Generate functions for doing fact IO

Question

Generate functions for doing fact IO

luc-tielen opened this issue 3 years ago · 1 comments

Right now, the compiler only generates function for running the actual Datalog program.
There is however no way to get data in or out of the system.

Some ways this could be done (this should be done at the EIR level):

Register (de-)serialization in a (global) registry, nested inside the program struct.
Generate a add_facts / get_facts function that does a switch based on a constant representing the fact type, e.g.:

typedef enum { 
    edge, 
    path 
    // more cases as needed..
} fact_type;

void eclair_add_edge_facts(void* memory, size_t count);
void eclair_add_path_facts(void* memory, size_t count);

void eclair_add_facts(fact_type type, void* memory, size_t fact_count) {
    switch (type) {
        case edge: eclair_add_edge_facts(memory, fact_count);
        case path: eclair_add_path_facts(memory, fact_count);
        // more cases as needed...
    }
}

// NOTE: the return type would signify how many facts are actually read
// NOTE 2: how to deal with insufficient memory? different type signature needed!
size_t eclair_get_facts(fact_type type, void* memory, size_t num_bytes) {
    switch (type) {
        case edge: 
            return eclair_get_edge_facts(memory, num_bytes);
        case path: 
            return eclair_get_path_facts(memory, num_bytes);
        // more cases as needed...
    }
}

Answer 1 · 2022-04-23T17:10:33.000Z

Did some investigation how WASM does IO with JS. If arrays are used, they all need to be of the same type, e.g. Uint32Array. Arrays can be returned directly from WASM, but they do need to be freed at some point. This probably means a low level unsafe interface to eclair needs to be exposed. On top of that unsafe low level layer, an easy to use layer can be build on top of it.
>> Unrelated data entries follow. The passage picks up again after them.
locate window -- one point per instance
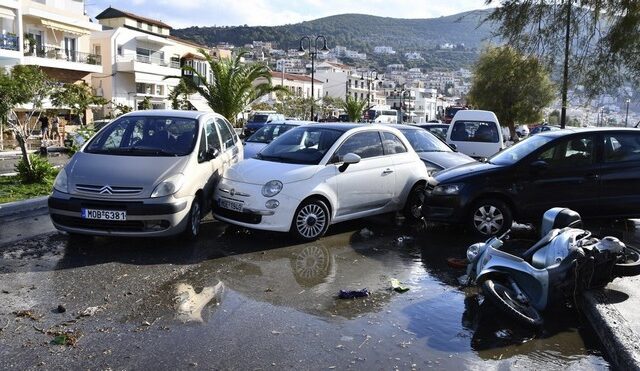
(365, 145)
(225, 134)
(569, 153)
(392, 144)
(621, 147)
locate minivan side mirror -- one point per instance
(539, 165)
(348, 159)
(212, 153)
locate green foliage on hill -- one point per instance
(364, 32)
The API could look like this:

// NOTE: this function mallocs, so needs to be freed!
// NOTE 2: array size is retrieved via btree_size!
uint32_t* eclair_get_facts(eclair_program*, fact_type type);

void eclair_add_facts(eclair_program*, fact_type, uint32_t* data, size_t fact_count);
void eclair_add_fact(eclair_program*, fact_type, uint32_t* data);  // same as eclair_add_facts, but the data contains only values for 1 record.

This can also work with strings (and potentially ADTs as well?), by requiring the symbol table to be manually used (both for reading and writing strings in facts). This would only happen in the unsafe API and could be done automatically in the higher level API.
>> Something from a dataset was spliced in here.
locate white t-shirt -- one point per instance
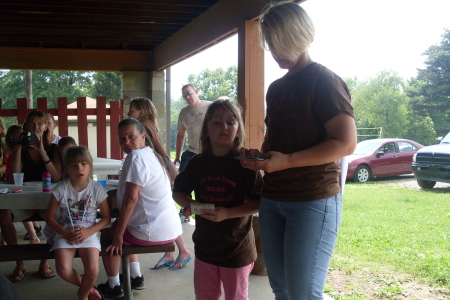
(77, 208)
(191, 120)
(154, 217)
(56, 140)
Benefits of this approach:

Straight forward to build this API, if we know the size of the relation, we know how much to allocate all at once.
The compiler could generate some helper code for this, or this could be provided in the form of a library.

Cons:

It is possible to misuse the lower level, unsafe API and will require a user-friendly layer build on top. (Both in C and JS.)